Microsoft showed a home display that sits beside you and runs your agents by voice, likely answering back the same way and grounded in WorkIQ data, plus an AI PC with a camera and voice control for driving agents. For anyone living inside the Microsoft ecosystem, those are worth watching.

Around them sat the heavier infrastructure story: the NVIDIA collaboration, new Surface laptops and chips, and fresh progress in quantum computing. The other anchor was the Copilot super app, expected to fold chat, Cowork, and GitHub-based coding into a single shell, with long-running "autopilots" layered on top. Scout is the first of those, an always-on agent powered by OpenClaw that runs across Teams, Outlook, and the desktop with a governed Entra identity per agent.

Developers also got new local on-device models for Windows and a native agentic terminal powered by GitHub Copilot, which should land well given how close it sits to the operating system.

OpenClaw itself is coming natively to Windows with a dedicated app and a sidebar widget that can be toggled on or off and surface status as it works through tasks, with plenty of configuration inside its chat. Microsoft even demoed its guardrails by walling OpenClaw off from certain folders to see whether it would try to delete files it could not touch, and the controls held up well. Founder Peter Steinberger taking the stage was a nice moment in the run of the show.
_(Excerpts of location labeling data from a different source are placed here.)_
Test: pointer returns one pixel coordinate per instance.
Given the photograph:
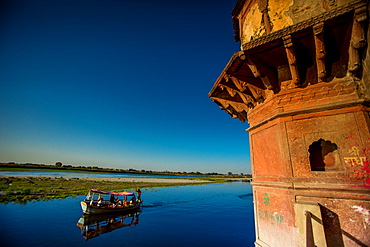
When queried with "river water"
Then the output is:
(196, 215)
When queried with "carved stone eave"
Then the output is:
(295, 57)
(305, 24)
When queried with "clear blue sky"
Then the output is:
(119, 84)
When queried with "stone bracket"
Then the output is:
(292, 60)
(318, 30)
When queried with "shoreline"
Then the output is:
(133, 180)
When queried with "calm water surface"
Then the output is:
(82, 174)
(197, 215)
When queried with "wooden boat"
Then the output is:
(101, 205)
(94, 225)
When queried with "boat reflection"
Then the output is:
(93, 225)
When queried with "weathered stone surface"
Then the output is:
(302, 81)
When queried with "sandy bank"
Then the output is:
(136, 180)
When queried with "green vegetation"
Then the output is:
(26, 189)
(11, 166)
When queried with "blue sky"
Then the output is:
(119, 84)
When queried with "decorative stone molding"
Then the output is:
(305, 24)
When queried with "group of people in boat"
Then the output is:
(116, 202)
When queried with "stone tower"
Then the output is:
(302, 82)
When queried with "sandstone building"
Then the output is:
(302, 82)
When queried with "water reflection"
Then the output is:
(94, 225)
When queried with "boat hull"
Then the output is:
(90, 209)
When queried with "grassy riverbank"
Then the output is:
(25, 189)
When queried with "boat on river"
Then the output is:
(117, 202)
(94, 225)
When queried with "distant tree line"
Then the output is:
(59, 165)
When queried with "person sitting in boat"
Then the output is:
(100, 201)
(138, 195)
(125, 201)
(117, 201)
(133, 200)
(111, 199)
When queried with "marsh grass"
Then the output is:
(26, 189)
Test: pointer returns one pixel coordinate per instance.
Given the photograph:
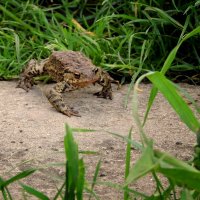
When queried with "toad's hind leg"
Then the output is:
(54, 95)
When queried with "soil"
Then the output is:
(32, 133)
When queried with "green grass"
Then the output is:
(128, 38)
(153, 38)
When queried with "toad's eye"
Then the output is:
(77, 76)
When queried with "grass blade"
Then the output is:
(169, 91)
(34, 192)
(95, 178)
(81, 180)
(71, 150)
(128, 160)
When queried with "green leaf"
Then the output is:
(128, 160)
(34, 192)
(81, 180)
(95, 178)
(167, 65)
(144, 165)
(71, 151)
(170, 92)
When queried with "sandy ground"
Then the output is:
(32, 132)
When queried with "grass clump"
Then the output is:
(113, 34)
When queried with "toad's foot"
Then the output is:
(56, 100)
(25, 83)
(104, 94)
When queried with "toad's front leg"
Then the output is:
(33, 69)
(54, 95)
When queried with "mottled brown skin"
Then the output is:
(71, 70)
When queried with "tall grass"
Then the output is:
(111, 33)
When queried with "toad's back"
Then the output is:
(61, 62)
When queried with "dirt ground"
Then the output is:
(32, 132)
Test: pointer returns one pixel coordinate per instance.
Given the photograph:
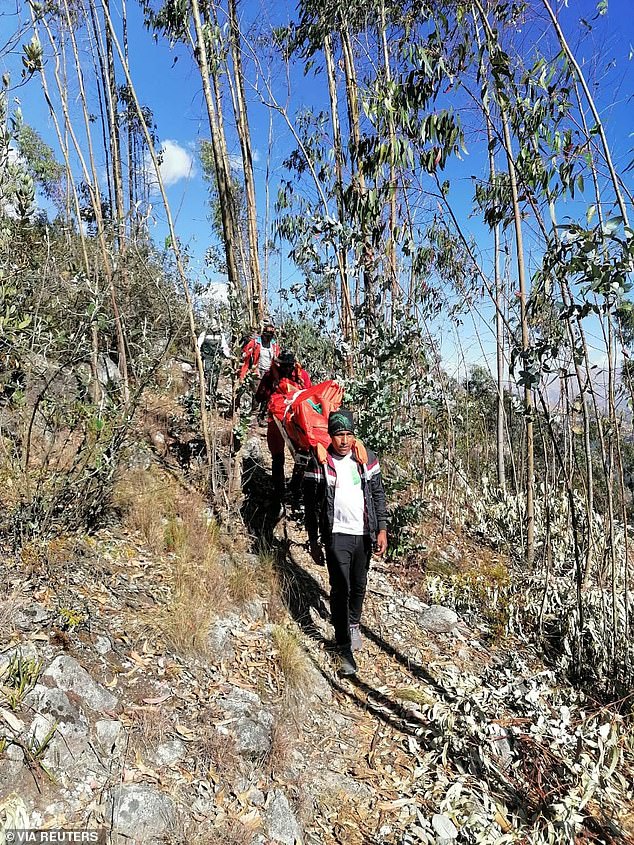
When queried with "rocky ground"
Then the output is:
(253, 737)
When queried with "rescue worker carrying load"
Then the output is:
(259, 352)
(285, 375)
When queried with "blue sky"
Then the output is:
(168, 82)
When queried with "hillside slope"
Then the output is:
(164, 683)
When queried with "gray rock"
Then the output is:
(220, 640)
(252, 726)
(414, 604)
(69, 675)
(437, 618)
(102, 645)
(320, 689)
(110, 735)
(64, 749)
(445, 830)
(168, 753)
(499, 745)
(28, 617)
(140, 813)
(25, 651)
(280, 822)
(55, 704)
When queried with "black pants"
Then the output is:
(348, 561)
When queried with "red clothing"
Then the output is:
(266, 388)
(251, 355)
(271, 378)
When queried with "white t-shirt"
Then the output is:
(349, 503)
(266, 359)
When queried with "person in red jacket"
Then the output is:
(259, 352)
(284, 366)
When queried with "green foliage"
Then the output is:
(41, 162)
(316, 352)
(404, 527)
(390, 382)
(18, 679)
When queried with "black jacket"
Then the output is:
(319, 497)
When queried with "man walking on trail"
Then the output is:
(259, 352)
(213, 348)
(345, 508)
(284, 366)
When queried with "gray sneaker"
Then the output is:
(356, 643)
(347, 664)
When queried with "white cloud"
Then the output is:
(176, 163)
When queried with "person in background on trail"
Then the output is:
(259, 351)
(345, 508)
(284, 366)
(213, 347)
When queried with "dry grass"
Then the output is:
(225, 832)
(271, 588)
(9, 603)
(150, 726)
(290, 658)
(145, 499)
(283, 743)
(216, 754)
(416, 696)
(173, 522)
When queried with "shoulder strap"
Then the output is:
(361, 453)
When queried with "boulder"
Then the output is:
(252, 725)
(438, 619)
(281, 824)
(67, 674)
(140, 813)
(168, 753)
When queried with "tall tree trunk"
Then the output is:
(352, 98)
(92, 185)
(391, 243)
(223, 175)
(347, 319)
(244, 136)
(521, 278)
(180, 265)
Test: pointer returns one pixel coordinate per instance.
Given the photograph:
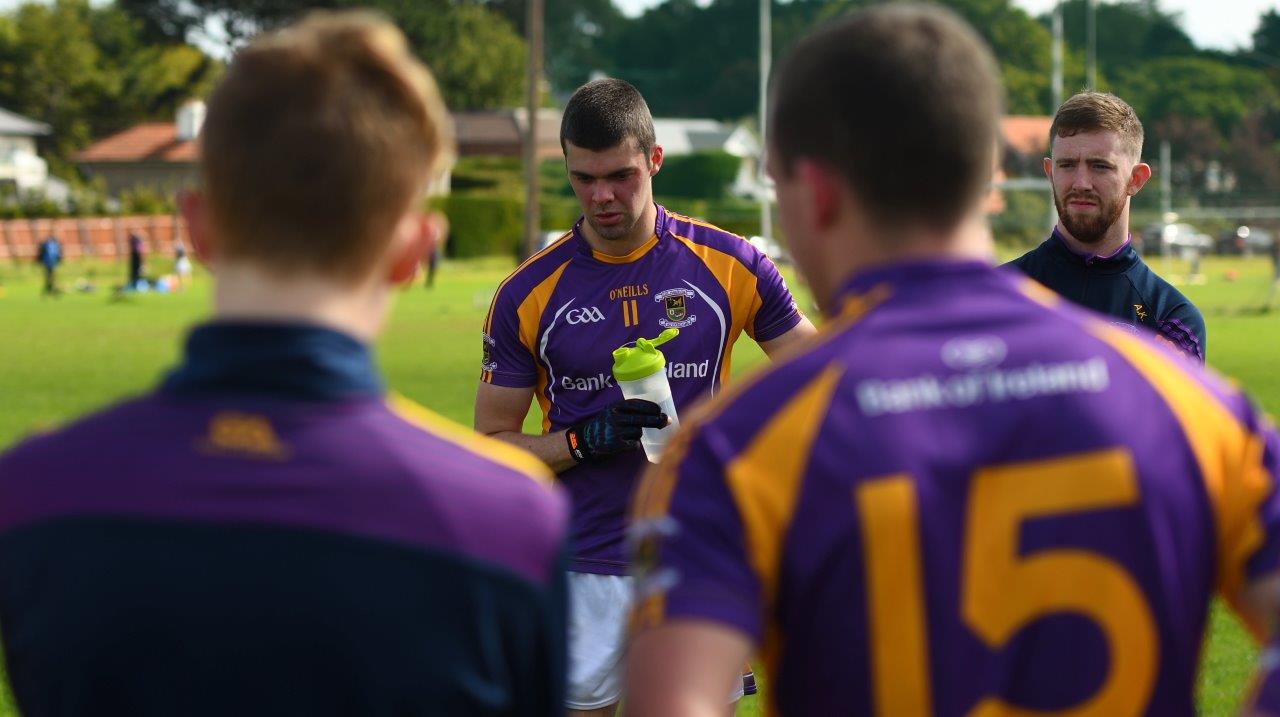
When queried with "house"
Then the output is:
(686, 136)
(502, 132)
(21, 167)
(159, 155)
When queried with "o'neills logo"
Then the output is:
(675, 304)
(632, 291)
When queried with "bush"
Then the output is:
(481, 225)
(1025, 220)
(700, 176)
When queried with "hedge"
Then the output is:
(700, 174)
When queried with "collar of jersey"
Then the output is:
(292, 361)
(904, 274)
(1119, 260)
(634, 255)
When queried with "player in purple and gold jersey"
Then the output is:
(268, 531)
(964, 496)
(627, 270)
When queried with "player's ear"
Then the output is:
(416, 237)
(1138, 177)
(195, 214)
(822, 192)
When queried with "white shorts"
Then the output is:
(599, 607)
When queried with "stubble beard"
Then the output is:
(1089, 229)
(617, 232)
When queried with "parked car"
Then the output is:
(1246, 240)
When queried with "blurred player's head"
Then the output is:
(318, 147)
(611, 155)
(1095, 164)
(881, 140)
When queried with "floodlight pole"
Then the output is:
(766, 62)
(1092, 45)
(533, 73)
(1057, 56)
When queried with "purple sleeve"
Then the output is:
(694, 555)
(778, 313)
(1264, 465)
(507, 359)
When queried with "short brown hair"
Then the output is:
(1098, 112)
(904, 101)
(318, 141)
(604, 113)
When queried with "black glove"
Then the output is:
(613, 430)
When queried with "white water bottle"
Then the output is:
(641, 373)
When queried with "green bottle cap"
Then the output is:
(634, 362)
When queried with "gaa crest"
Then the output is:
(675, 304)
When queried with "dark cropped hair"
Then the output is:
(603, 113)
(1098, 112)
(903, 101)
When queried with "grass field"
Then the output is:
(67, 355)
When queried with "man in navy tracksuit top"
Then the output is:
(1096, 146)
(268, 533)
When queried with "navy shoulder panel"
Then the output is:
(163, 617)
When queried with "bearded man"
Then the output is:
(1096, 168)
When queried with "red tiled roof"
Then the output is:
(1027, 135)
(152, 141)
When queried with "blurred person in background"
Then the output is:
(1096, 168)
(269, 531)
(965, 496)
(137, 256)
(49, 255)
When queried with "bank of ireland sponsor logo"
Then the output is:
(675, 304)
(584, 315)
(487, 361)
(965, 354)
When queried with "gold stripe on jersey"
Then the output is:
(764, 479)
(551, 247)
(1229, 456)
(739, 284)
(653, 496)
(481, 446)
(530, 311)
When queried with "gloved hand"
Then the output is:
(613, 430)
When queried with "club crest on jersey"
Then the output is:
(487, 362)
(676, 305)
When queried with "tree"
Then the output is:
(1266, 39)
(1194, 88)
(475, 54)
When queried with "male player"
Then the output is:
(965, 496)
(1096, 168)
(627, 270)
(266, 533)
(49, 255)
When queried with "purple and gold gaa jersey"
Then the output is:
(557, 319)
(965, 497)
(268, 534)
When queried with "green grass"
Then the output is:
(63, 356)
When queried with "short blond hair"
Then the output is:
(1098, 112)
(319, 138)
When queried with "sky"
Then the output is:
(1224, 24)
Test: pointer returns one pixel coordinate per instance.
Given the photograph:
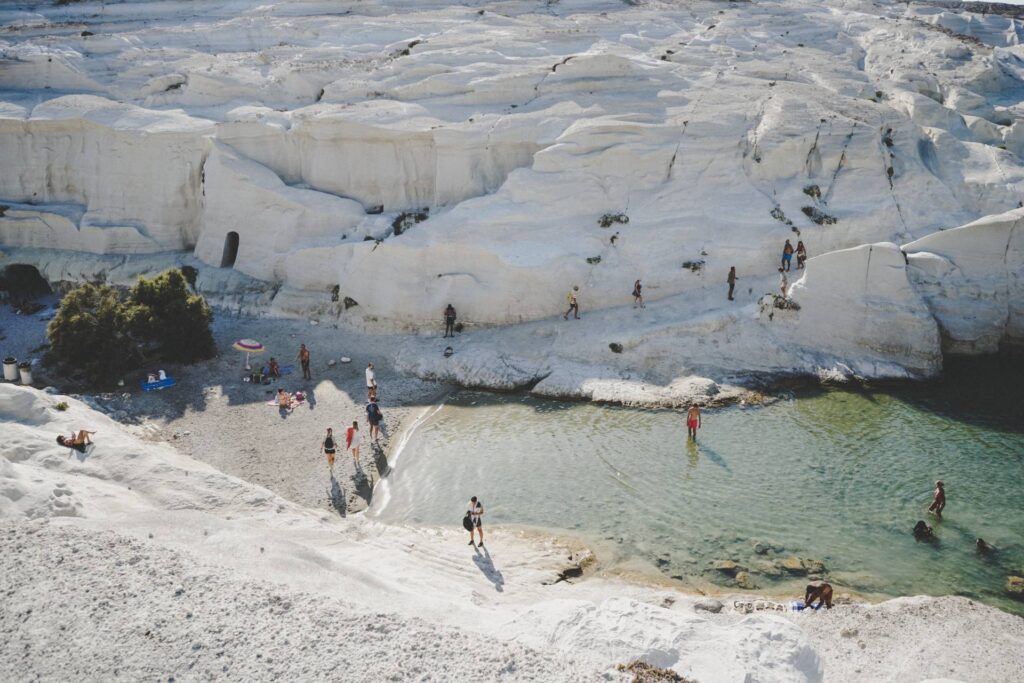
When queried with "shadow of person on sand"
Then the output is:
(337, 496)
(486, 565)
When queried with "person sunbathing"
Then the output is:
(79, 440)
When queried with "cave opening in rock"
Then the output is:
(24, 283)
(230, 250)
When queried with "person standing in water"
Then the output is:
(573, 305)
(450, 316)
(638, 295)
(303, 358)
(820, 591)
(939, 501)
(475, 517)
(328, 446)
(353, 440)
(787, 255)
(692, 421)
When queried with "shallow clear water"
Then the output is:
(839, 476)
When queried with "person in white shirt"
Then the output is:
(475, 513)
(371, 381)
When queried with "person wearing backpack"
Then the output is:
(475, 512)
(374, 417)
(329, 447)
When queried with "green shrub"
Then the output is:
(88, 333)
(164, 312)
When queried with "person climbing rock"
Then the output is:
(329, 447)
(475, 511)
(787, 255)
(939, 500)
(638, 295)
(801, 254)
(573, 305)
(303, 358)
(692, 421)
(450, 316)
(820, 591)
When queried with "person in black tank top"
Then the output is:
(329, 447)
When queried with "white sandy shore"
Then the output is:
(136, 520)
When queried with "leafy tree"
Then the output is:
(166, 313)
(88, 333)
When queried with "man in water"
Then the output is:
(475, 513)
(692, 421)
(303, 358)
(939, 502)
(923, 531)
(820, 591)
(450, 316)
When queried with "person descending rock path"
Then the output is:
(475, 512)
(638, 295)
(303, 358)
(801, 254)
(450, 316)
(328, 446)
(353, 440)
(371, 382)
(374, 417)
(573, 304)
(692, 421)
(939, 501)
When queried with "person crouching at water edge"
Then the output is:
(692, 422)
(474, 514)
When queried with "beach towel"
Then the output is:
(159, 384)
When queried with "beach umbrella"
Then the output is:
(249, 346)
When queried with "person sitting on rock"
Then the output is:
(923, 531)
(77, 440)
(820, 591)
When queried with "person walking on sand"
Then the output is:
(450, 316)
(573, 304)
(374, 418)
(371, 382)
(303, 358)
(692, 421)
(801, 254)
(475, 517)
(638, 295)
(939, 501)
(353, 440)
(328, 446)
(820, 591)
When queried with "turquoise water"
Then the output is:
(834, 475)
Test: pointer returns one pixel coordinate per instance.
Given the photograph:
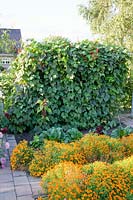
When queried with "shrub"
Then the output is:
(95, 181)
(70, 77)
(60, 135)
(105, 182)
(64, 181)
(128, 143)
(52, 153)
(3, 146)
(21, 156)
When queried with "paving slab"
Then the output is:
(18, 173)
(8, 196)
(6, 170)
(22, 190)
(6, 187)
(17, 185)
(29, 197)
(6, 178)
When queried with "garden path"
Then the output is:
(17, 185)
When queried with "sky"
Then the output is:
(39, 19)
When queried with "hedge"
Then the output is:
(59, 83)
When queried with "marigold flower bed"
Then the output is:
(95, 167)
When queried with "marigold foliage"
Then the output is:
(21, 156)
(53, 153)
(83, 84)
(63, 181)
(97, 181)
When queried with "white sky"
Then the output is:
(40, 18)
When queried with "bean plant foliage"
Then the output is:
(60, 83)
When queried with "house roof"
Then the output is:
(14, 34)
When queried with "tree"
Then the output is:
(112, 20)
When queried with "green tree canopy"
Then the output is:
(111, 19)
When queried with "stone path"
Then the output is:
(17, 185)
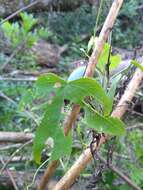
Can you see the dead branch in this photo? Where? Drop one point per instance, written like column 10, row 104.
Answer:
column 86, row 156
column 15, row 137
column 136, row 126
column 107, row 27
column 48, row 173
column 10, row 175
column 119, row 173
column 13, row 155
column 109, row 22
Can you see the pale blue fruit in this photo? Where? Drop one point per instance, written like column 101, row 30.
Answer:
column 77, row 73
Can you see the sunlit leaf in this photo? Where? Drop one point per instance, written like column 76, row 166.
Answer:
column 108, row 125
column 49, row 127
column 137, row 64
column 77, row 90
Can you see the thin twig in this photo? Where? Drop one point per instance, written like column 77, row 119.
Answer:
column 93, row 60
column 68, row 179
column 15, row 137
column 13, row 154
column 23, row 79
column 119, row 173
column 12, row 56
column 18, row 11
column 136, row 126
column 10, row 175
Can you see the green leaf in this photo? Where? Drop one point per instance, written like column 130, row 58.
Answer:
column 112, row 90
column 49, row 82
column 108, row 125
column 137, row 64
column 49, row 127
column 115, row 60
column 91, row 43
column 62, row 144
column 103, row 57
column 78, row 89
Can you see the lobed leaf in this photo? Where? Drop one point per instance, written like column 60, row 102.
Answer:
column 108, row 125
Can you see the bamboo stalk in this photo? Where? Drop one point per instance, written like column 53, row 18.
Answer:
column 108, row 25
column 85, row 158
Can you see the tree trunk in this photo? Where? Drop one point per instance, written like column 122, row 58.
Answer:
column 8, row 7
As a whole, it was a strong outing and an important step for Microsoft, if a touch long. Set against Google I/O, where updates were packed into tight segments, Microsoft stretched things out and saved its most interesting reveals for the end, which made the opening stretch a harder watch for anyone not deep in enterprise. There is plenty here worth getting hands on, OpenClaw and the super app, most of all, so the wait now is for access.